CORN HIGHLIGHTS:
- The corn market gave back most of Monday’s gains as an overall negative money flow in the energy and grain markets pressured corn prices. July corn lost 5 ¾ cents to close at 480. And December corn lost 4 cents to close at 500 ½ cents.
- The corn market may be looking at a crossroads point with today’s price action. The market gave up early session gains but battled back to hold key support at 480 July and 500 December price levels. Tomorrow’s price action could be key to see if a trend develops in either direction.
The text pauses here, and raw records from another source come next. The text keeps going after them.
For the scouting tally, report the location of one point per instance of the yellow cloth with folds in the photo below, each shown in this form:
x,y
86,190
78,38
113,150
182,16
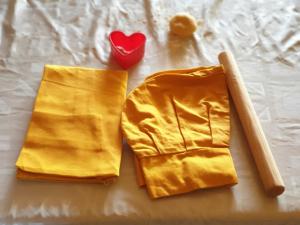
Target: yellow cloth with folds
x,y
178,125
74,133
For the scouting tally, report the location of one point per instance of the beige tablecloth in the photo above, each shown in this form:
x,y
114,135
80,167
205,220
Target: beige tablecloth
x,y
265,39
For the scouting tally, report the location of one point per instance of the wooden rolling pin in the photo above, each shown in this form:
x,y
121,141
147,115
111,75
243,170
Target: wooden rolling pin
x,y
260,149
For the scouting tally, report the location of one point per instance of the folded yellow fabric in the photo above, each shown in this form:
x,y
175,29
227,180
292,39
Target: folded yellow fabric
x,y
74,133
178,125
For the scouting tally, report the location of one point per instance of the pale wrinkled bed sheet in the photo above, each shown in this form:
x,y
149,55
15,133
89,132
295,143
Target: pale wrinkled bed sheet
x,y
263,35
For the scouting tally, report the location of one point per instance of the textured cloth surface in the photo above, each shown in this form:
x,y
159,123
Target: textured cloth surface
x,y
264,38
177,123
75,126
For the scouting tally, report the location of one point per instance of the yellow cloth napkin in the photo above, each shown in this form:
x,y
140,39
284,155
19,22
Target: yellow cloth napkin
x,y
178,125
74,133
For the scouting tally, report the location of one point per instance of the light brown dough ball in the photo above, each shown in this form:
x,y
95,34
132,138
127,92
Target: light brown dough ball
x,y
183,24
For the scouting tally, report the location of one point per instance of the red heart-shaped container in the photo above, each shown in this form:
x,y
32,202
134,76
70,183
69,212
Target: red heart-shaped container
x,y
127,50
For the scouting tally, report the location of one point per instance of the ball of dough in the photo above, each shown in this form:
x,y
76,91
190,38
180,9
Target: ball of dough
x,y
183,24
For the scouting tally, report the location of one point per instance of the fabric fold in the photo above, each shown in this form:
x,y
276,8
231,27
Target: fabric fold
x,y
178,125
74,133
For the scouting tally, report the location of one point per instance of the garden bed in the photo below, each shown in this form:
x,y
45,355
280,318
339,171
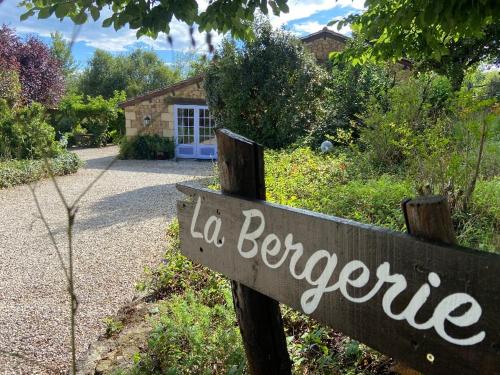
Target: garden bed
x,y
17,172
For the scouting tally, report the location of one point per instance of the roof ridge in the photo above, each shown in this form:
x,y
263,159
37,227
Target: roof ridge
x,y
162,90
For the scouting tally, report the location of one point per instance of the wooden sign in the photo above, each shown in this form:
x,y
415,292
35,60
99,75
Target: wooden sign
x,y
434,307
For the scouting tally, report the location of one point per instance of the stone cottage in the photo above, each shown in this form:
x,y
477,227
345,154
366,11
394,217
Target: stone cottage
x,y
180,111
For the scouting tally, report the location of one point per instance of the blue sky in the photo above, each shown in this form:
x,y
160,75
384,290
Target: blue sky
x,y
305,17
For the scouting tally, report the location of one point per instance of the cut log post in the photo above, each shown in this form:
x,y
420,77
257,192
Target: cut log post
x,y
428,218
241,171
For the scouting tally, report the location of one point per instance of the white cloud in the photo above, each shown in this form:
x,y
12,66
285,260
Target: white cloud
x,y
305,8
92,34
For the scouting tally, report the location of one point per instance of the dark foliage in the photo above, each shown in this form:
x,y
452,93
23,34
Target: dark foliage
x,y
269,90
38,70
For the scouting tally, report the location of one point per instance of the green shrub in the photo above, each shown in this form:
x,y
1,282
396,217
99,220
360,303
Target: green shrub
x,y
87,121
24,134
147,146
189,337
479,227
268,90
17,172
329,184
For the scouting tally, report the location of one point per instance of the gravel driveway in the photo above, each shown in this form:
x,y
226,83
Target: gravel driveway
x,y
120,229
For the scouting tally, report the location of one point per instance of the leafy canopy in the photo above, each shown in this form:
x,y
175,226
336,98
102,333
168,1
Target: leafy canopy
x,y
32,65
268,90
134,73
445,36
150,17
62,52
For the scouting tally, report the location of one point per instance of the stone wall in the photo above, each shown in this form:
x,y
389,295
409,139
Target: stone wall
x,y
321,47
160,109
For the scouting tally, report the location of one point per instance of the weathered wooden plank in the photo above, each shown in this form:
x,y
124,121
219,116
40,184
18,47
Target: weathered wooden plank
x,y
241,172
338,255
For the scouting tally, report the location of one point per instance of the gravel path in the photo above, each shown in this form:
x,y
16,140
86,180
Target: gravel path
x,y
120,229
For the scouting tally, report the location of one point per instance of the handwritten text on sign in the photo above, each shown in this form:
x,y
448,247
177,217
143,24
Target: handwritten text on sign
x,y
342,272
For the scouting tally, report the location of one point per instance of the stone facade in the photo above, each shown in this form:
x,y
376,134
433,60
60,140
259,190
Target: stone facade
x,y
324,42
158,106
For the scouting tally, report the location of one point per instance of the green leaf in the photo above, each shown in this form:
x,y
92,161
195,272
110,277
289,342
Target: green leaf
x,y
45,12
107,22
63,9
26,15
79,18
95,13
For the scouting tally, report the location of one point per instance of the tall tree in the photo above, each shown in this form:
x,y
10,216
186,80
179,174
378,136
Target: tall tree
x,y
136,73
446,36
38,70
62,52
269,90
152,17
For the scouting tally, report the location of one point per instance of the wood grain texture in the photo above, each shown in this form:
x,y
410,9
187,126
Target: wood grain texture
x,y
426,217
241,172
460,270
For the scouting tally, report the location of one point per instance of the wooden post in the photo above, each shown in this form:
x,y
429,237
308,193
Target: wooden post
x,y
426,217
241,171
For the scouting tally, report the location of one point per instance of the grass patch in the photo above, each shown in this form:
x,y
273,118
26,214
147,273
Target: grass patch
x,y
17,172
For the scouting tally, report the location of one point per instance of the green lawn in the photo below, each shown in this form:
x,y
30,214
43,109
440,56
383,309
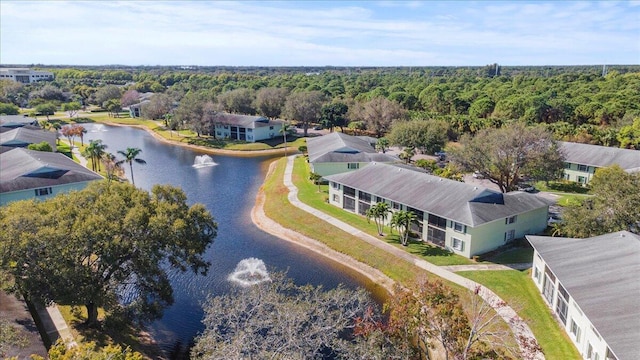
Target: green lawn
x,y
518,290
111,332
317,197
568,193
513,256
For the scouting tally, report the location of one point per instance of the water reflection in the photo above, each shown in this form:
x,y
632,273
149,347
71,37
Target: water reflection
x,y
228,190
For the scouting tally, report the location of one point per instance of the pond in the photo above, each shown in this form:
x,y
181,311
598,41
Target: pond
x,y
228,188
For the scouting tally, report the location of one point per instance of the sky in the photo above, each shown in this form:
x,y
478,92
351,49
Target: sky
x,y
320,33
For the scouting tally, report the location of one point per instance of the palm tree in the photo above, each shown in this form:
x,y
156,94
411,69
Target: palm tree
x,y
94,151
379,213
113,168
402,221
315,177
284,130
56,127
131,155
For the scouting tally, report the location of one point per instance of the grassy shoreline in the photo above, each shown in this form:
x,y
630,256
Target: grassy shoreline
x,y
513,286
278,208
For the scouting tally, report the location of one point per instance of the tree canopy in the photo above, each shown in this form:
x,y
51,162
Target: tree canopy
x,y
109,246
428,136
278,319
614,206
504,155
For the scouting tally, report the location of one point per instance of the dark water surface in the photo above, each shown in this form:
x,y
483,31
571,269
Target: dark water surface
x,y
228,190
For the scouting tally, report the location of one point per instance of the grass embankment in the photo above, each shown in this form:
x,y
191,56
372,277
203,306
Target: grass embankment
x,y
568,192
178,136
312,196
110,333
517,289
278,208
190,137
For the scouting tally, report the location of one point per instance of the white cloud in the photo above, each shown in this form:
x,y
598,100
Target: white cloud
x,y
284,33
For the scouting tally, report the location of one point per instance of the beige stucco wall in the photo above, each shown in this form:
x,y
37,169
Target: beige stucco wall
x,y
257,134
326,169
588,333
479,239
572,173
9,197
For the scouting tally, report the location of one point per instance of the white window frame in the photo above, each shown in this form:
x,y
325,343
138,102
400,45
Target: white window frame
x,y
462,228
575,330
509,235
457,244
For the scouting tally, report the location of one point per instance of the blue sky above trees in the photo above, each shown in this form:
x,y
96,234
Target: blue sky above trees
x,y
318,33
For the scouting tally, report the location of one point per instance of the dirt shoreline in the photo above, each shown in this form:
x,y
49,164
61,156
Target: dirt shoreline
x,y
207,150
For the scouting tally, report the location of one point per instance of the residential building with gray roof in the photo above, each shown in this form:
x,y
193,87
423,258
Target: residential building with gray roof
x,y
336,153
582,160
466,219
27,174
23,137
592,286
247,128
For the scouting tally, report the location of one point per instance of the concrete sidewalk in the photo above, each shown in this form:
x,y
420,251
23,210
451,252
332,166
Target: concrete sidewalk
x,y
476,267
54,325
520,329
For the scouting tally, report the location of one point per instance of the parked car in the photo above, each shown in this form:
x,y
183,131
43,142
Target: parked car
x,y
478,175
554,219
527,188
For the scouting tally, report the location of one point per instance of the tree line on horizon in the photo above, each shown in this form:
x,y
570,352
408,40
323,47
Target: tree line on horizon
x,y
575,103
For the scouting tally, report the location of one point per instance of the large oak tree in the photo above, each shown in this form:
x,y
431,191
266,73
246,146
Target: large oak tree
x,y
280,320
614,206
305,107
108,246
503,155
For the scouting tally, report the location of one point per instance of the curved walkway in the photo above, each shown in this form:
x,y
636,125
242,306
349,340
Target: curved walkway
x,y
523,334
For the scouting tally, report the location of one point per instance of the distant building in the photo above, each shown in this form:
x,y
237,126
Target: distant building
x,y
24,75
10,122
135,110
337,152
28,174
592,287
582,160
465,219
23,137
246,127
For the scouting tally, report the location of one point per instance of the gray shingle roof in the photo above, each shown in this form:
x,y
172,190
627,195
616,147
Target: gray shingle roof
x,y
22,169
602,274
246,121
600,156
464,203
13,121
339,147
20,136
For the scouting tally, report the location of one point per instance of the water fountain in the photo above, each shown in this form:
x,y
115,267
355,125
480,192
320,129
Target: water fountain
x,y
203,161
249,272
98,128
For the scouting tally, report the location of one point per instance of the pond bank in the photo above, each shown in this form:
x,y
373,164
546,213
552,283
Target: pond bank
x,y
208,150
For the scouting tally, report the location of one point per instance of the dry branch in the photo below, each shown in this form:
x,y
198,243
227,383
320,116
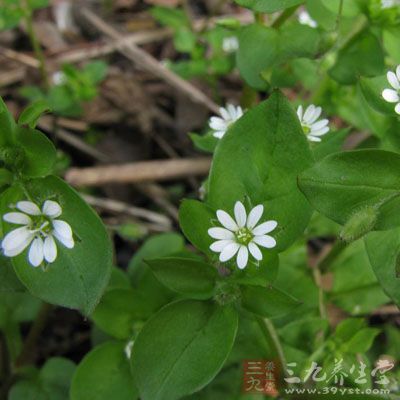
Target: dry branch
x,y
145,171
149,63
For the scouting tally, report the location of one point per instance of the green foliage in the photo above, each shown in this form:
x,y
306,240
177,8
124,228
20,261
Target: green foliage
x,y
104,373
160,362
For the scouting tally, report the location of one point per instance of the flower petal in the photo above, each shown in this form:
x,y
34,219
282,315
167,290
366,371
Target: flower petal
x,y
220,233
218,124
16,241
264,228
242,257
255,251
219,245
226,220
265,241
52,209
50,249
300,112
390,95
320,132
17,218
35,255
240,214
229,251
392,79
28,207
254,216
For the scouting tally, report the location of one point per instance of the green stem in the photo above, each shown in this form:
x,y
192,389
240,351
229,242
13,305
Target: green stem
x,y
272,338
36,45
286,14
33,335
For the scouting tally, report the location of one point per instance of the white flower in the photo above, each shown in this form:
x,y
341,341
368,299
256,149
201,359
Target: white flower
x,y
241,235
229,115
305,19
230,44
389,3
38,229
311,127
393,95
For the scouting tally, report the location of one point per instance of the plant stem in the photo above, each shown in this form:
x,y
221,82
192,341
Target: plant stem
x,y
272,338
36,45
286,14
33,335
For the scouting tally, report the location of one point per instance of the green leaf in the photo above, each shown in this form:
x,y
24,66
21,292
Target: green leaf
x,y
195,219
363,56
52,382
372,90
33,112
104,374
384,254
79,276
268,6
39,152
261,47
167,368
267,301
192,278
343,184
259,159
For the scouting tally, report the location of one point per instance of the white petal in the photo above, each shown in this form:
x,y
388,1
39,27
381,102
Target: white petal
x,y
265,241
52,209
17,218
229,251
255,251
320,124
218,124
242,257
392,79
390,95
67,242
219,134
50,249
264,228
219,245
254,216
240,214
300,112
62,228
35,255
28,207
220,233
309,113
226,220
320,132
18,239
224,113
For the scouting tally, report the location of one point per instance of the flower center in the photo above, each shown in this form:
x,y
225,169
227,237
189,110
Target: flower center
x,y
306,129
244,236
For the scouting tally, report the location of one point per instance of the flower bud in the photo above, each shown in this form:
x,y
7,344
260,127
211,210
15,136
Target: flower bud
x,y
362,222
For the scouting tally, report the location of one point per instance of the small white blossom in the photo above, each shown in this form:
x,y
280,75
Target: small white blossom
x,y
230,44
310,124
229,115
241,235
393,95
305,19
39,229
389,3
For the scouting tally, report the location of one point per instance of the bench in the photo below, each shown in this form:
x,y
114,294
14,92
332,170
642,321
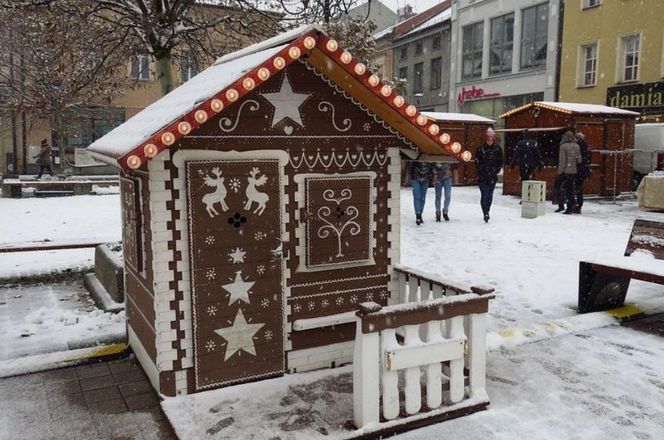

- On the USDA Crop Progress report on Monday afternoon, corn planting advanced 13% last week to 38% complete. This was in line with analysts’ expectations, and even with last year and ahead of the 5-year pace by 4%.
- Corn planting pace should continue to make advances overall as weather forecasts are looking at a drier trend, despite below normals temperatures across the corn belt.
- Next week could bring some volatility to the grain markets. May 12 will give the market the next USDA WASDE report with first projections for the 2026-27 marketing year, possible legislation regarding E15 blending requirements is scheduled for U.S.-China trade meeting scheduled for May 14-15. Headline risk could be at a premium in the market next week.
SOYBEAN HIGHLIGHTS:
- Soybeans ended the day lower giving back a good chunk of yesterday’s gains as lower crude oil prices weighed on the complex. July soybeans lost 11-1/4 cents to $12.11-1/2 while November lost 7-1/4 cents to $11.89-1/2, with resistance seemingly at $12.00. July soybean meal lost $0.50 to $320.40 while July soybean oil gained 0.38 cents to 76.91 cents.
- Yesterday, tensions flared with Iran, the US, and the United Arab Emirates. This drove crude oil prices sharply higher. Today, things seemed to calm down as a ship was allowed to pass through the Strait of Hormuz under military protection, and the ceasefire has held. This caused crude oil prices to fall $4.30 a barrel, but soybean oil did not fall along with it.
- Yesterday afternoon, the USDA released its Crop Progress report. The US soybean crop is now 33% planted which is way ahead of the typical pace. Last year at this time the crop was 28% planted and the 5-year average is 23% for this time of year. 13% of the crop is emerged which is also way ahead of schedule.
- Malaysian palm oil stockpiles for the month of April fell to their lowest levels in 8 months due to demand for more biofuels, similar to soybean oil. Despite the strong production, demand exceeded, and inventories fell by 0.4% from the previous month to 2.26 mmt.
WHEAT HIGHLIGHTS:
- Wheat posted losses across all three classes – a forecast for mixed precipitation in the western plains and spillover pressure from other markets contributed to the lower trade. With energies down and lower closes for Corn, soybeans, and MATIF wheat, today’s price action is not surprising. In the July contract, Chicago lost 13-1/4 cents to 627-3/4, Kansas City fell 4-1/2 cents to 690, and MIAX dropped 3 cents to 696.
- According to the USDA’s crop progress report, winter wheat conditions as of May 3 improved 1% for the week to 30% good to excellent. This remains well below the 51% reading at the same time last year. Additionally, 49% of the crop is headed, well above 37% a year ago and 32% on average. As for the spring wheat crop, 32% has been planted, versus 42% last year and 35% average. An estimated 10% of that crop is emerged, compared to 12% last year and 9% on average.
- South Africa is expecting to have the smallest wheat planted area in 10 years, due to rising fuel and fertilizer costs as a result of the conflict in the Middle East. To add to the concerns, there is risk that El Niño could lead to drought conditions.
- According to their ag minister, Egypt is aiming for self-sufficiency in wheat for bread subsidies by 2028. Egypt is one of, if not the largest world wheat importers in recent years. Reportedly they need 8.6 mmt of wheat for subsidized bread production.
- The 15-day forecast calls for warm and dry conditions across most of China’s grain production areas, with isolated precipitation confined to the southwest and far northeast areas. The dry conditions should benefit winter wheat harvest. A similar story can be told for northern India, which should see warm and dry conditions also supporting winter wheat harvest.
DAIRY HIGHLIGHTS:
- Class III futures were lifted higher by strength in the Class IV market. June and July futures were both up 8 cents to $17.29 and $17.89 respectively.
- Spot cheese was slightly weaker, losing 0.125 cents to close at $1.6225/lb. Whey held steady at $0.6950/lb.
- Class IV futures were sharply higher due to excellent exports and a higher butter market. June futures climbed 52 cents to $21.74.
- Spot butter improved 5.50 cents to $1.61/lb while powder tacked on 2 pennies to shoot to a new all-time high at $2.2825/lb.
- Today’s GDT auction was up 1.5% from the previous auction to 1,214 points. However, both cheese and butter were both down slightly on the auction.
- March Dairy Products showed cheese exports improving 29% year-over-year while butter exports were up 107% year-over-year.